A pole lathe is an ancient form of turning that easily dates pack to the medieval period in the United Kingdom and relies solely on the power of the operator’s legs and the natural spring of a freshly cut ash pole to turn the wood between two poppets. In its heyday pole lathe camps or “bodgers” camps as they later became known, were a common site in woodlands throughout the south of England. Woodsmen would live near but rarely in the camps, unlike charcoal burners who were required to spend days on end tending their fires, a bodger was free to return home at the end of the day. Working from dawn till dusk a typical bodger would be required to produce one gross (12 dozen or 144) turned items from the trees within the woodland each day. The turners would make the components for chairs which would then be sold to craftsmen and later factories for joining together into the finished article. It this fact that a bodger never finished a job that may have given rise to our common use of the term, the notorious bodger who does half a job often badly. Despite this misconception bodgers were hard working craftsmen whose skill sadly died out with the advent of mechanized factories which in turn inevitably led to the decline in local distinctive styles.
A pole lathe consists of an ash pole supported on two cross pieces and secured to the ground with a peg at one end. The free end sticking up into the air at around 45 degrees has the cord attached to it which passes around the piece to be turned and attaches to a treadle operated with one foot. The piece is secured between to poppets which in turn are supported by a frame known as the bed. When downward pressure is applied to the treadle ash pole is bent downward, and the cord around the wood causes it to spin on the metal spikes of the poppet towards the operator. It is on this down ward stroke that the chisel is used to shape the wood. When pressure is released, the ash pole returns to its original angel drawing up the treadle and spinning the wood in the opposite direction, during which the chisel is held away from the wood. This reciprocating action produces a very pleasing rhythmic motion which although it may sound complex is very easily picked up.

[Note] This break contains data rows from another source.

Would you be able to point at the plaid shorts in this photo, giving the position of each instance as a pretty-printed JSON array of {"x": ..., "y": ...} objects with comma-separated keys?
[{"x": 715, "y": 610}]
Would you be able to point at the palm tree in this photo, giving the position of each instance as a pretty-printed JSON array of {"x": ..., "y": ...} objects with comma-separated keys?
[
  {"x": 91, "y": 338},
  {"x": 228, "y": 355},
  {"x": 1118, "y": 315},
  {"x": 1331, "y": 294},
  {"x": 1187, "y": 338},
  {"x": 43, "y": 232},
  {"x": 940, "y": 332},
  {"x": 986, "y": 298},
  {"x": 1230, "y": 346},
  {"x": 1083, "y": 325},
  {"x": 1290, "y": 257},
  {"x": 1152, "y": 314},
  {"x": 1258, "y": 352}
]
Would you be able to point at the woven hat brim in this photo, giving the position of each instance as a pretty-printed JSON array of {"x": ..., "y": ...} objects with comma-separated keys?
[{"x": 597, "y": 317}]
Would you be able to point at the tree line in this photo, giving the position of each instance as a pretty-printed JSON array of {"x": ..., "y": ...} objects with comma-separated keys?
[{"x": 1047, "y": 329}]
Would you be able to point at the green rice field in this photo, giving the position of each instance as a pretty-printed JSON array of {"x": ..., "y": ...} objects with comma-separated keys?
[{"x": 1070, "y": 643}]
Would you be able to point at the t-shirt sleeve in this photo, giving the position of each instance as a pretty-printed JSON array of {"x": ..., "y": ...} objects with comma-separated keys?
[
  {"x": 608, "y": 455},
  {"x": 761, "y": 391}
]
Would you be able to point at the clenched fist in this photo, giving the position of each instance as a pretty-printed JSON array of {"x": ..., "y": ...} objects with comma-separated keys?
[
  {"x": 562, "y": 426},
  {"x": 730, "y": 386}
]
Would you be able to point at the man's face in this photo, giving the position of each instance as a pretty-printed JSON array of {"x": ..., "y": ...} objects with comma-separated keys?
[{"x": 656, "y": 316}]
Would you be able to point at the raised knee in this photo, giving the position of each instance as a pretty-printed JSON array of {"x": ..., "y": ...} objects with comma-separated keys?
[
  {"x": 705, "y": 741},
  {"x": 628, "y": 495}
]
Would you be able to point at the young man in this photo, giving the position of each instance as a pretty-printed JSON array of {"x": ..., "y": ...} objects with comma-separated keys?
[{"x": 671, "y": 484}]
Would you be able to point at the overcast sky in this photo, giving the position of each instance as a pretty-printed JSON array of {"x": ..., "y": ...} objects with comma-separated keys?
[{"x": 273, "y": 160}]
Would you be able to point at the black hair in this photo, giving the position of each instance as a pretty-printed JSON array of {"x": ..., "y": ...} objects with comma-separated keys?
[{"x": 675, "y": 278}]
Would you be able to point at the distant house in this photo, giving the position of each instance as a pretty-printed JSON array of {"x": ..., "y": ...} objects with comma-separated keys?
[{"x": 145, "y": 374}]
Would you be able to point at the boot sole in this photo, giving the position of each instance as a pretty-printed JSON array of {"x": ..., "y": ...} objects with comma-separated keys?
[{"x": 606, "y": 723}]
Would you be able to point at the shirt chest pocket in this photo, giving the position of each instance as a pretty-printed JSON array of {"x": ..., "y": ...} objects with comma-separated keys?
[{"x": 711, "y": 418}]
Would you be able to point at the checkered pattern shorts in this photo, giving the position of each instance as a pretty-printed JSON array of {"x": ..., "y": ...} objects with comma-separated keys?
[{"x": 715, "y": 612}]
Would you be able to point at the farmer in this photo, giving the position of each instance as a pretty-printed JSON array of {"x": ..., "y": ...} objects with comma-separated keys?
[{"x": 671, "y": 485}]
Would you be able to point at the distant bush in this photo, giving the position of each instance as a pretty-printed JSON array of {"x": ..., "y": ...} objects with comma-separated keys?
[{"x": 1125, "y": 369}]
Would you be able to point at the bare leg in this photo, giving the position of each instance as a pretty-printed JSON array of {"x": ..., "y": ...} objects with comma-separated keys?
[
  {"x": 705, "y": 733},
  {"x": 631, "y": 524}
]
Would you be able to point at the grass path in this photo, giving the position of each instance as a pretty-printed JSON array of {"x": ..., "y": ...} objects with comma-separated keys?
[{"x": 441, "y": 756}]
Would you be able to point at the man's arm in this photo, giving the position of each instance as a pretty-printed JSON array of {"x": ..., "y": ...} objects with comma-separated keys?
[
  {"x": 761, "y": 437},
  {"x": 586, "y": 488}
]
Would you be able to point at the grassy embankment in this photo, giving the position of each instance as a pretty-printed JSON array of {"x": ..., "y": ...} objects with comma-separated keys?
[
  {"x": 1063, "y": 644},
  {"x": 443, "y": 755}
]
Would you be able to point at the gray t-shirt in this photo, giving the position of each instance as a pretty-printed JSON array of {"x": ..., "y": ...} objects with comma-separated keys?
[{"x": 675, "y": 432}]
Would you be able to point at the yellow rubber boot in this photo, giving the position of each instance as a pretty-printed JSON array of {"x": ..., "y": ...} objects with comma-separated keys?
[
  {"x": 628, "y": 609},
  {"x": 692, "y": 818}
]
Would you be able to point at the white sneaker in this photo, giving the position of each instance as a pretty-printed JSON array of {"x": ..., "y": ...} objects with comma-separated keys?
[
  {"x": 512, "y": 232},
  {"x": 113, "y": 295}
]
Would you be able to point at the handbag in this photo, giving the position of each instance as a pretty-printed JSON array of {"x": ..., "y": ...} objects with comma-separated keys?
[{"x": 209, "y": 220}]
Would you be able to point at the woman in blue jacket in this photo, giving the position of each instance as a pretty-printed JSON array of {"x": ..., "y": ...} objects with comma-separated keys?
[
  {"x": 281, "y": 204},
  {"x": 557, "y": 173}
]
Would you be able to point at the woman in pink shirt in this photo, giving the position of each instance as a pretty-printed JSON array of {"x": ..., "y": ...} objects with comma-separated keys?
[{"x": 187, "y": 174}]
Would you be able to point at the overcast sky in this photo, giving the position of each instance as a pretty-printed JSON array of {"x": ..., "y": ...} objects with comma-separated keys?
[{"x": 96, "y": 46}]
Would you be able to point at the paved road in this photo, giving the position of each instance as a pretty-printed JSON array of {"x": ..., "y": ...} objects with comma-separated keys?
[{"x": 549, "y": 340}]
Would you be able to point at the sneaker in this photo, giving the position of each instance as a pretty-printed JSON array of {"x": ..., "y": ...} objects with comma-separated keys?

Turning on the pole lathe produces the required shape but it is essential that the green components made in this way are left to dry before they are assembled. This will ensure that no further shrinkage takes place and that the resulting joints will be secure and long lasting. The process of shrinkage and joining are covered in detail on the tree to table and chair making course. Once the wood has been turned, there are many more exposed capillaries and the drying process can be quite rapid allowing secure joints to be made within a few hours with the help of a simple drying kiln.